Multiprocessing on GPU

In this tutorial, the idea is to parallelized the reading of several HDF5 files in different processes and to perform the azimuthal integration on the GPU together with the Bitshuffle-LZ decompression.

The size of the problem is 1000 files containing 1000 frames each of 4Mpix. That’s one million frames. Reduced data are 1000x1000x1000 in single precision float.

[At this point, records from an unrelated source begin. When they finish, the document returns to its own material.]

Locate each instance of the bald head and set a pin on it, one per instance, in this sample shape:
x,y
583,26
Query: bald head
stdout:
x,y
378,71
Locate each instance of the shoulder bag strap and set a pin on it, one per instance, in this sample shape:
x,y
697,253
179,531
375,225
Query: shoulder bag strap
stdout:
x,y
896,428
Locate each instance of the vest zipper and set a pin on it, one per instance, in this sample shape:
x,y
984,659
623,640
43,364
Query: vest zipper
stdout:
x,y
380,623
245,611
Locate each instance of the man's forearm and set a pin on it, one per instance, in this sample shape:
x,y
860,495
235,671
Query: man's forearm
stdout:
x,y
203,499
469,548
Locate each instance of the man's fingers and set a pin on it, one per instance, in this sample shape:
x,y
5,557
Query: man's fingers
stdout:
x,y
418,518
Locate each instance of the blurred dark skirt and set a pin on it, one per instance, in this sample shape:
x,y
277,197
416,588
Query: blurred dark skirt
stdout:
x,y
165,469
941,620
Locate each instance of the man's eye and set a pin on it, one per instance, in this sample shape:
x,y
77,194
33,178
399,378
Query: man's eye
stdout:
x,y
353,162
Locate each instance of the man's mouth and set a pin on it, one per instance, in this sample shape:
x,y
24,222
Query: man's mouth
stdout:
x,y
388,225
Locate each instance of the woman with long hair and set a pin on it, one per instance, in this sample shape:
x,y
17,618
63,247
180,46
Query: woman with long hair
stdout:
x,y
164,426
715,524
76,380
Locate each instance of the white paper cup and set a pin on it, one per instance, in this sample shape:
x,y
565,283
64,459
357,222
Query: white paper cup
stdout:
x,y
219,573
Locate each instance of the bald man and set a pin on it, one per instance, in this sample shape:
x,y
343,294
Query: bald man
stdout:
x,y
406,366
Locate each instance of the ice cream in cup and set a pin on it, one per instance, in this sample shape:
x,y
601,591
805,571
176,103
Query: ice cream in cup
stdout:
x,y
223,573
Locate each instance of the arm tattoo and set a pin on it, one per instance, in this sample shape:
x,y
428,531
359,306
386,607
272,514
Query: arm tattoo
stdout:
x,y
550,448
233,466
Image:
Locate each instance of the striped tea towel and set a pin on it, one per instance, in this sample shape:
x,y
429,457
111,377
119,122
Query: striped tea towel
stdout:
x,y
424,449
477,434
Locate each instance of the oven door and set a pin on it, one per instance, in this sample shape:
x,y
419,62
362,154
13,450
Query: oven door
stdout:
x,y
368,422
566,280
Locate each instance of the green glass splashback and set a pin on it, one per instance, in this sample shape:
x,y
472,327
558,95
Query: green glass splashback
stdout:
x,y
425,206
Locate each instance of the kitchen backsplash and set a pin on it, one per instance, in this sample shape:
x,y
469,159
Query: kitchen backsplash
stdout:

This is an extreme case where we will try how to use all resources of the computer, so the first thing to do is to determine the topology of the computer: * AC922 computer from IBM with power9 processors. * 2 processors, 2x16 cores. Two cores share the L3-cache * 2 GPUs which can be accessed either via POCL or via the nvidia driver (the later is broken).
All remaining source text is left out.